As the project progresses, we will be developing our four main research strands, which you can read about below. Watch this space for updates and snippets of what we find, or follow us on twitter!
Research Strands
Our research starts from the premise, increasingly important in various disciplinary fields, that social networks are crucial to the maintenance and change of both linguistic and cultural behaviour. Having constructed a ‘personography’ of writers, addressees and others mentioned in the Papers, we will map all the social networks to which Mary Hamilton belonged. This strand will subsequently include a ground-breaking comparison of the operation and effects of social network membership across the different domains of reading practices, letter-writing and grammatical structure, where we will carry out more specialised investigations.
We will make a comprehensive analysis of accounts of reading practices mentioned in the archive, ascertaining whether patterns of circulation, reception and response show any significant differentiation in line with the genre of a text, or the class/gender/perceived character of that text’s author. We will distinguish print and manuscript texts throughout. This strand will contribute to our understanding of, inter alia, eighteenth-century canon formation.

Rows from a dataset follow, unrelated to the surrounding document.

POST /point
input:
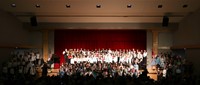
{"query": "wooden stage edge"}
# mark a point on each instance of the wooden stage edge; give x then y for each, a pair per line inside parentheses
(54, 72)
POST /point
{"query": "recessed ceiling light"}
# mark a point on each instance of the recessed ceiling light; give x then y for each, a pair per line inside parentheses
(98, 6)
(159, 6)
(129, 6)
(37, 6)
(68, 6)
(13, 5)
(185, 6)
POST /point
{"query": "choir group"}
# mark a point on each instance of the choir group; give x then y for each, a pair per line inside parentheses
(127, 56)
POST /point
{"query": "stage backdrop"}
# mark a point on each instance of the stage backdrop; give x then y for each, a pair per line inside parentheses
(98, 39)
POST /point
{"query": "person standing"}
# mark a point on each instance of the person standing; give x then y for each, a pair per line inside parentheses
(45, 69)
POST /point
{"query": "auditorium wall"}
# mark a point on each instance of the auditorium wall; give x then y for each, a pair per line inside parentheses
(13, 35)
(188, 36)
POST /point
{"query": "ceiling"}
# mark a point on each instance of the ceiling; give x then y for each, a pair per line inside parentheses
(100, 11)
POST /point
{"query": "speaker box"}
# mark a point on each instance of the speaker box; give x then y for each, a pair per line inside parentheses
(165, 21)
(33, 20)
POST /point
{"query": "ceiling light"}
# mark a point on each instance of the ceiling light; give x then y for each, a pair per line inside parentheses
(159, 6)
(68, 6)
(129, 6)
(98, 6)
(185, 6)
(13, 5)
(37, 6)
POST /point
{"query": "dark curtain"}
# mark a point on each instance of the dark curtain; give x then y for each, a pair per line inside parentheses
(98, 39)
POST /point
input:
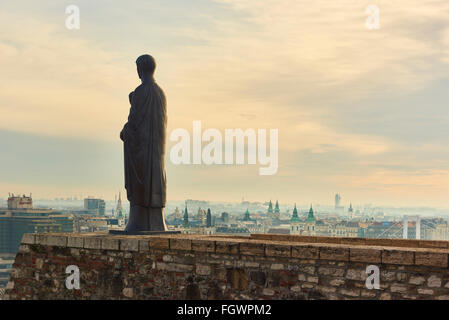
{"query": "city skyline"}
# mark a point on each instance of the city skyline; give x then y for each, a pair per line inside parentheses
(359, 112)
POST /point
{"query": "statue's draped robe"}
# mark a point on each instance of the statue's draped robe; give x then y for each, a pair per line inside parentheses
(144, 146)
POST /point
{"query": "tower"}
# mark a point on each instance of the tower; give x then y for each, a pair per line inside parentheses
(186, 223)
(295, 217)
(295, 222)
(119, 209)
(310, 217)
(337, 201)
(208, 219)
(350, 211)
(270, 208)
(246, 217)
(277, 212)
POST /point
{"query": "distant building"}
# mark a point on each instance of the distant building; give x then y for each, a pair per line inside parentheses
(246, 217)
(337, 202)
(20, 202)
(350, 212)
(201, 216)
(224, 217)
(208, 219)
(295, 222)
(95, 206)
(119, 209)
(277, 211)
(20, 218)
(186, 223)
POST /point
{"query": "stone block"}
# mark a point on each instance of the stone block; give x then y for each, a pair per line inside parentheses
(180, 244)
(203, 245)
(144, 245)
(334, 253)
(432, 259)
(203, 270)
(129, 244)
(92, 243)
(305, 252)
(75, 242)
(29, 238)
(159, 243)
(391, 256)
(252, 249)
(278, 250)
(365, 255)
(417, 280)
(227, 247)
(110, 244)
(434, 281)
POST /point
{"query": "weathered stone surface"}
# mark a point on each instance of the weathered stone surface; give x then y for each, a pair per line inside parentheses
(75, 242)
(334, 253)
(187, 267)
(181, 244)
(203, 245)
(92, 243)
(159, 243)
(275, 250)
(252, 249)
(398, 257)
(144, 245)
(227, 247)
(434, 281)
(28, 238)
(365, 255)
(433, 259)
(131, 244)
(51, 240)
(110, 244)
(307, 252)
(417, 280)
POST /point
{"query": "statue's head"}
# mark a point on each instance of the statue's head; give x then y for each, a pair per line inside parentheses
(145, 66)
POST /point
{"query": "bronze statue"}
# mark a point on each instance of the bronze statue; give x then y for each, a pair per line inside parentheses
(144, 152)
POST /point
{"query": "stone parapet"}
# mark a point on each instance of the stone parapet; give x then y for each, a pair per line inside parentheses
(262, 266)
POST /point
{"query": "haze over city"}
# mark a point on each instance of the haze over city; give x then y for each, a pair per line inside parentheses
(360, 112)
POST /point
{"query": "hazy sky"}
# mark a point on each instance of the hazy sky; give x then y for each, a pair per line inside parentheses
(360, 112)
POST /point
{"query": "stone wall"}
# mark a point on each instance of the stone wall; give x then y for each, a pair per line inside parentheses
(214, 267)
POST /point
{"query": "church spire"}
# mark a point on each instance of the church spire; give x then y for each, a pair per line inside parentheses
(270, 207)
(186, 218)
(295, 217)
(310, 217)
(119, 208)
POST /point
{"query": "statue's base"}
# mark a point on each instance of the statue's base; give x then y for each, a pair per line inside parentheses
(141, 233)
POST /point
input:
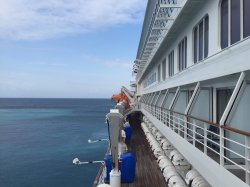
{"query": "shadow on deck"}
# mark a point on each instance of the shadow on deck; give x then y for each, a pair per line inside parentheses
(148, 173)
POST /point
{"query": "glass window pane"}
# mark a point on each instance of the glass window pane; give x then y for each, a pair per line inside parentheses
(164, 69)
(182, 55)
(201, 41)
(246, 18)
(159, 73)
(224, 24)
(206, 37)
(185, 52)
(179, 53)
(195, 44)
(235, 21)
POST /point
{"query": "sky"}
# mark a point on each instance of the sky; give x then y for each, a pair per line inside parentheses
(68, 48)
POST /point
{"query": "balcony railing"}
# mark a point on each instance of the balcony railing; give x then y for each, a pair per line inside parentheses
(228, 146)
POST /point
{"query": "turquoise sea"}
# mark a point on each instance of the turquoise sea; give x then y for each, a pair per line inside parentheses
(39, 138)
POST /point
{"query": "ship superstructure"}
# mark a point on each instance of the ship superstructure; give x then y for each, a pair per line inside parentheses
(192, 77)
(191, 96)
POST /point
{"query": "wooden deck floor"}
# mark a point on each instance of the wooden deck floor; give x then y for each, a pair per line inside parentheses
(148, 173)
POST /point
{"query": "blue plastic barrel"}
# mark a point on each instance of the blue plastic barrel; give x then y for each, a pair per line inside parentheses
(126, 166)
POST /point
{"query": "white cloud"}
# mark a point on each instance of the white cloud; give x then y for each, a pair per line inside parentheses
(113, 63)
(34, 19)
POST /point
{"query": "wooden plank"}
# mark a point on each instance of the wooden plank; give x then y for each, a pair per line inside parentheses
(148, 173)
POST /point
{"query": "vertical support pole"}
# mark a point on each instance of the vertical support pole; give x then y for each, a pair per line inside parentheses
(247, 155)
(115, 120)
(179, 124)
(194, 132)
(205, 138)
(222, 135)
(185, 127)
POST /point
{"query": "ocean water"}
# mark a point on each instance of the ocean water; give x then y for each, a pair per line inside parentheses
(39, 138)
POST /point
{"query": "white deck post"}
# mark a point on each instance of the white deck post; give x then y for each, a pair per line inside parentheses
(205, 138)
(247, 155)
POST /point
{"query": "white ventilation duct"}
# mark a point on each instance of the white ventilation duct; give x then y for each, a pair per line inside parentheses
(191, 175)
(176, 181)
(199, 182)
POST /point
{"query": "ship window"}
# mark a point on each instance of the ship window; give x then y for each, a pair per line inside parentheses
(234, 21)
(171, 64)
(182, 54)
(246, 17)
(195, 44)
(206, 37)
(150, 80)
(159, 73)
(224, 24)
(200, 40)
(164, 69)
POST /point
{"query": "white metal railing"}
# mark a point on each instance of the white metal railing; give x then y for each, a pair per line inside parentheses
(229, 147)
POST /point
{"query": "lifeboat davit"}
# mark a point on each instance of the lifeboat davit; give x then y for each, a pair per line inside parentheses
(121, 97)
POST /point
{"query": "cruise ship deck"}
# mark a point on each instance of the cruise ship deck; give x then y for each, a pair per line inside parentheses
(147, 169)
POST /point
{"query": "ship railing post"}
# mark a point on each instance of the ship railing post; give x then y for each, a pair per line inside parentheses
(222, 134)
(115, 120)
(247, 155)
(194, 132)
(205, 138)
(179, 124)
(185, 127)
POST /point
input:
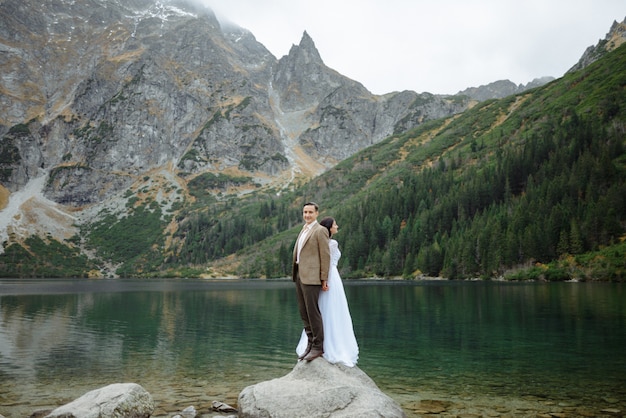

In the late Georgian period, politeness was of central importance not just as a sociocultural phenomenon but in language use. The correspondence will be examined from several angles to track the influence on usage of normative rules in historical grammars and letter-writing manuals. We will analyse how gender and social status, including social network relationships, bear on forms of address and thus contribute to face-saving strategies. This strand of the study will add significantly to our knowledge of sociolinguistic and sociopragmatic factors in the history of Late Modern English, and the history of language standardisation.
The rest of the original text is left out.